## CPA-01

## Dataset description
"This dataset is a collection of key metrics maintained by Our World in Data. It is updated regularly and includes data on energy consumption (primary energy, per capita, and growth rates), energy mix, electricity mix and other relevant metrics." (directly cite from link below)

Data link: https://www.kaggle.com/pralabhpoudel/world-energy-consumption

One could see a "download" button in the page.
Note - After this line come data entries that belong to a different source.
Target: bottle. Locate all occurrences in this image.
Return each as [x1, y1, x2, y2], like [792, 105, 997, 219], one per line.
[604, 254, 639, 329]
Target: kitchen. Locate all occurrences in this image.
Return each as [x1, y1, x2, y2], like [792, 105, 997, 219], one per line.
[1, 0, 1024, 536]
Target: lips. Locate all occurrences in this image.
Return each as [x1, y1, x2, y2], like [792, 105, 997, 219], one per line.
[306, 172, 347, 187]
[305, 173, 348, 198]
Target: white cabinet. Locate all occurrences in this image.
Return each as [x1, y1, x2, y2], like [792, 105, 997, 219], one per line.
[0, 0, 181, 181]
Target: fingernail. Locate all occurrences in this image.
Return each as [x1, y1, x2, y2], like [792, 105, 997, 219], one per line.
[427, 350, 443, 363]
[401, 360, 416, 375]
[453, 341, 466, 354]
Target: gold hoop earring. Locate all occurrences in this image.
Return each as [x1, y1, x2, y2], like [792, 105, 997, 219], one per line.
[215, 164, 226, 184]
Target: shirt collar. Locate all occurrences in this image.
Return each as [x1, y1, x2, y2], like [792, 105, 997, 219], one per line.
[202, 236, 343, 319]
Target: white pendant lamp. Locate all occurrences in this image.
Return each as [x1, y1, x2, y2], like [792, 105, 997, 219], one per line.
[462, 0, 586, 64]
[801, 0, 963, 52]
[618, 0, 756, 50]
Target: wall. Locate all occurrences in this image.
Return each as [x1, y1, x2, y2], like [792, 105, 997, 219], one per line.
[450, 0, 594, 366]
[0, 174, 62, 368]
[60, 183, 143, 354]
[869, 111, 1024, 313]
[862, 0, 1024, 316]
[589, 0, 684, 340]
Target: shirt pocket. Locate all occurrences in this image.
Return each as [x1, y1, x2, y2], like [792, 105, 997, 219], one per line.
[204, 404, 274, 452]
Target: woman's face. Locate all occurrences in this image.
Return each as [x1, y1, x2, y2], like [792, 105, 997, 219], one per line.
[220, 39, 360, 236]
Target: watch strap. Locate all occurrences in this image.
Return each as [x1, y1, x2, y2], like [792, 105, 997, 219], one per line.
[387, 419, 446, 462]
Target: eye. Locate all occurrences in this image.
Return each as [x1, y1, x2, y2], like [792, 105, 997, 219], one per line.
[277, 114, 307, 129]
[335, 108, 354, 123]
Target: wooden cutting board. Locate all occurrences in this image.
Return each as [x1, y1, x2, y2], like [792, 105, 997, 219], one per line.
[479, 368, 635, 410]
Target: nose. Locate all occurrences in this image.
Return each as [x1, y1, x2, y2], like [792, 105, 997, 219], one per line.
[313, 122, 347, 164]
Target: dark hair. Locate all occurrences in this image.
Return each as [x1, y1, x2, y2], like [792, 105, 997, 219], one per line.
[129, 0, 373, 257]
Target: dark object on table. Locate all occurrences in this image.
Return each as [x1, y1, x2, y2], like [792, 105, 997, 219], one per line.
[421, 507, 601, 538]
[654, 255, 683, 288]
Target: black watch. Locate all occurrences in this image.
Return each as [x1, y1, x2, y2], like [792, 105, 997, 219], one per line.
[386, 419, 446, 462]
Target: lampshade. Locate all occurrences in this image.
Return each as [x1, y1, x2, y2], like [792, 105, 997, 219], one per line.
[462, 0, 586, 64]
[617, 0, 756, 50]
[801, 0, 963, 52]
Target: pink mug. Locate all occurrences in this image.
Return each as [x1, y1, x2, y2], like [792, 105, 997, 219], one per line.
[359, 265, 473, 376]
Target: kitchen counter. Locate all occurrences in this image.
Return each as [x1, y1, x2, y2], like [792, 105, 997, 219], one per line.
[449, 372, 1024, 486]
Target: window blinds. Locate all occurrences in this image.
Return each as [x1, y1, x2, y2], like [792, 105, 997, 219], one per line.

After logging into Kaggle, one should be able to download this dataset. 

### Question 1
What is the trend of coal consumption among countries that rank top five in GDP?

### Question 2
What is the trend of fossil electricity generated by countries that rank top five in GDP? How about nuclear electricity?


In [None]:
# import libraries
import numpy as np
import pandas as pd
import matplotlib.pyplot as plt

In [None]:
# read in data file
df = pd.read_csv("data/World Energy Consumption.csv")

In [None]:
# get a rough overview of the data
df.describe()

In [None]:
# show table itself
df

In [None]:
# show columns names
df.columns

In [None]:
# show indexing
df_china = df[df['country'] == 'China']
df_china

In [None]:
# plot China's change in energy_cons_change_pct
plt.plot(df_china['year'], df_china['energy_cons_change_pct'])
plt.xlabel("Year")
plt.ylabel("Annual Percentage Change")
plt.title("China: Annual percentage change in primary energy consumption")

In [None]:
# Select subset of data for further analysis
country_li = ['China', 'Japan', 'United States', 'Germany']
df_c = df[df['country'].isin(country_li)]
df_c

In [None]:
# use pivot table
df_c_cc = pd.pivot_table(df_c, index='year', values='coal_consumption', columns='country')
df_c_cc.head()

In [None]:
# plot df_c_cc
df_c_cc.plot()
plt.xlabel('Year')
plt.ylabel('Terawatt-hours')
plt.title('Primary energy consumption from coal (China, Japan, United States, Germany)')
plt.legend(title='Country')

In [None]:
# See col consumption per capita data
df_c_cpc = pd.pivot_table(df_c, index='year', columns='country', values='coal_cons_per_capita')
df_c_cpc.head()

In [None]:
# plot df_c_cpc
df_c_cpc.plot()
plt.xlabel('Year')
plt.ylabel('Kilowatt-hours')
plt.title('Per capita primary energy consumption from coal (China, Japan, United States, Germany)')
plt.legend(title='Country')

### Analysis of question 1
We can see from both the graph of coal consumption and the graph of coal consumption per capita that amount of annual coal production in China begins rapid increasing since the beginning of 2000. In the mean time, there is a decline in Germany and United States' amount of cola consumption. This might be the result of China's role as world factory and its plans for boosting development of infrastructure. Besides, the annual coal consumption of Japan also increased steadly throughout those years, factors behind which are worthy exploring.

### Question 2

In [None]:
# Graph for fossil and nuclear electricity
df_c_fe = df_c[(df_c['fossil_electricity'] > 0) & (df_c['nuclear_electricity'] > 0)]
df_c_fe
df_c_gb = df_c_fe.groupby(['year'])['fossil_electricity', 'nuclear_electricity'].agg('sum')
df_c_gb.plot()

In [None]:
# Graph for nuclear electricity
df_c_n = df_c[df_c['nuclear_electricity'] > 0]
df_c_n.groupby(['year'])['nuclear_electricity'].agg('sum').fillna(0).plot()
plt.xlabel("Year")
plt.ylabel("Terawatt-hours")
plt.title("Electricity generation from nuclear power (sum of China, Japan, USA, Germany)")

In [None]:
# Graph for fossil and nuclear electricity
df_c_tra = df_c[(df_c['fossil_electricity'] > 0) & (df_c['gas_electricity'] > 0) &
              (df_c['oil_electricity'] > 0) & (df_c['coal_electricity'] > 0)]
df_c_gb_tra = df_c_tra.groupby(['year'])['fossil_electricity', 'gas_electricity', 'coal_electricity', 'oil_electricity'].agg('sum')
df_c_gb_tra.plot()
plt.xlabel("Year")
plt.ylabel("Terawatt-hours")
plt.title("Fossil electricity: coal, gas, and oil (sum of China, Japan, USA, Germany)")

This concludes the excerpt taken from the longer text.